U.S. gas futures have already soared about 69% so far this year with much higher prices in Europe keeping demand for U.S. liquefied natural gas (LNG) near record highs as several countries try to wean themselves off Russian gas after Moscow invaded Ukraine on Feb. 24.
The Kremlin calls its action in Ukraine a “special military operation.”
U.S. front-month gas futures fell 8.1 cents, or 1.3%, to settle at $6.278 per million British thermal units (mmBtu). On Thursday, the contract closed at its highest since December 2008.
Record LNG demand also boosted the 12-month U.S. gas futures strip to $6.44 per mmBtu, its highest since January 2009, and helped keep the U.S. front-month in technically overbought territory with a relative strength index (RSI) over 70 for an eighth day in a row for the first time since July 2021.
For the week, the front-month gained about 10%, putting it up for a fourth week in a row for the first time since October.
“Perhaps one of the more surprising observations that can be made during this run-up is that while domestic gas prices have rallied significantly… international prices have remained stagnant,” analysts at Gelber & Associates said in a report.
European gas futures, which are currently trading around $32 per mmBtu, dropped about 50% over the past month, while U.S. futures jumped about 40% during that time.
“This suggests that much of the volatility in Henry Hub price movement actually stemmed from domestic tightness rather than through pressures from abroad,” Gelber said.
That “domestic tightness” includes growing worries that cooler weather expected in coming weeks will keep heating demand high enough to prevent utilities from adding much gas into storage this month. U.S. gas stockpiles were already about 17% below the five-year (2017-2021) average for this time of year.
Despite recent gains, the U.S. gas market remains mostly shielded from much higher global prices because the United States, as the world’s top gas producer, has all the fuel it needs for domestic use and capacity constraints limit its ability to export more LNG no matter how high global prices rise.

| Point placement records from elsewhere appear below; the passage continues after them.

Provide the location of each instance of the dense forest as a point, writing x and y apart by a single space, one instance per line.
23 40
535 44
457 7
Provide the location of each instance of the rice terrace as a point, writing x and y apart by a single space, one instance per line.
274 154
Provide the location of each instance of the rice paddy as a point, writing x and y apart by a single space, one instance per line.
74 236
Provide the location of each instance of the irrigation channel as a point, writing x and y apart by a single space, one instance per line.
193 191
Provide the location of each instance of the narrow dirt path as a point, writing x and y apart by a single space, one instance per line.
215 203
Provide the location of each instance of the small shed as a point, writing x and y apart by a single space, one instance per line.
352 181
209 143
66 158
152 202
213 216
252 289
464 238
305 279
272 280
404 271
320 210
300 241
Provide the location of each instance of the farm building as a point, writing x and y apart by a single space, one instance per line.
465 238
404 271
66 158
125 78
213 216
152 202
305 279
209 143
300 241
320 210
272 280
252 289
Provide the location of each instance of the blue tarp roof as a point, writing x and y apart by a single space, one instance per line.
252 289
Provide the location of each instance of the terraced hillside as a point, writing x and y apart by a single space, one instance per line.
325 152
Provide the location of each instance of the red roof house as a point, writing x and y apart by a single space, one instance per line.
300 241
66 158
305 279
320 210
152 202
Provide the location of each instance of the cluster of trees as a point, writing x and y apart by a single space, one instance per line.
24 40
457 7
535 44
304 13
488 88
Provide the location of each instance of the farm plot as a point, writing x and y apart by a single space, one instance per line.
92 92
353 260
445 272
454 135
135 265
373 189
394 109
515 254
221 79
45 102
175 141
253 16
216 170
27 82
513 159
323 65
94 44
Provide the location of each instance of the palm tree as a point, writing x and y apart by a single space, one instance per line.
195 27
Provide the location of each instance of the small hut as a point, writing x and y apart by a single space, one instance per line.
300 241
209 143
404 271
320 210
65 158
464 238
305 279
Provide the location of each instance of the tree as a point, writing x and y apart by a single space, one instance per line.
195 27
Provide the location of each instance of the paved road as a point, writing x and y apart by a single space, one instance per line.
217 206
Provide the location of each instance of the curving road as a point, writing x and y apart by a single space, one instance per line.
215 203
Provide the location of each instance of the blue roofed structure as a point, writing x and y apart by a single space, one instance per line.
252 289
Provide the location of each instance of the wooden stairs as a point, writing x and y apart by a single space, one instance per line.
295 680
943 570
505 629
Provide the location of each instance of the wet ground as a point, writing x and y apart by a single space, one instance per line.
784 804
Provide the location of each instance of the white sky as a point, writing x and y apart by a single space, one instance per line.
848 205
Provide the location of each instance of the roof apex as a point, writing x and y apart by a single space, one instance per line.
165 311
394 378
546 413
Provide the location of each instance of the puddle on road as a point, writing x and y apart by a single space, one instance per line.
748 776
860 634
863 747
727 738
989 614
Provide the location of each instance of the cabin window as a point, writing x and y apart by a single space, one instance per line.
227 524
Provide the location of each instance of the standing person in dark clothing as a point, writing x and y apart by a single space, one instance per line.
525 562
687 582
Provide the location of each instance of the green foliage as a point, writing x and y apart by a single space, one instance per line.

Data provider Refinitiv said average gas output in the U.S. Lower 48 states rose to 94.5 billion cubic feet per day (bcfd) so far in April from 93.7 bcfd in March. That compares with a monthly record of 96.3 bcfd in December.
Refinitiv projected average U.S. gas demand, including exports, would drop from 99.4 bcfd this week to 95.0 bcfd next week as the weather turns seasonally milder before rising to 95.9 bcfd in two weeks with a brief cool down. The forecasts for this week and next were higher than Refinitiv’s outlook on Thursday.
The amount of gas flowing to U.S. LNG export plants slid from a record 12.9 bcfd in March to 12.4 bcfd so far in April due to declines at the Corpus Christi and Freeport facilities in Texas. The United States can turn about 13.2 bcfd of gas into LNG.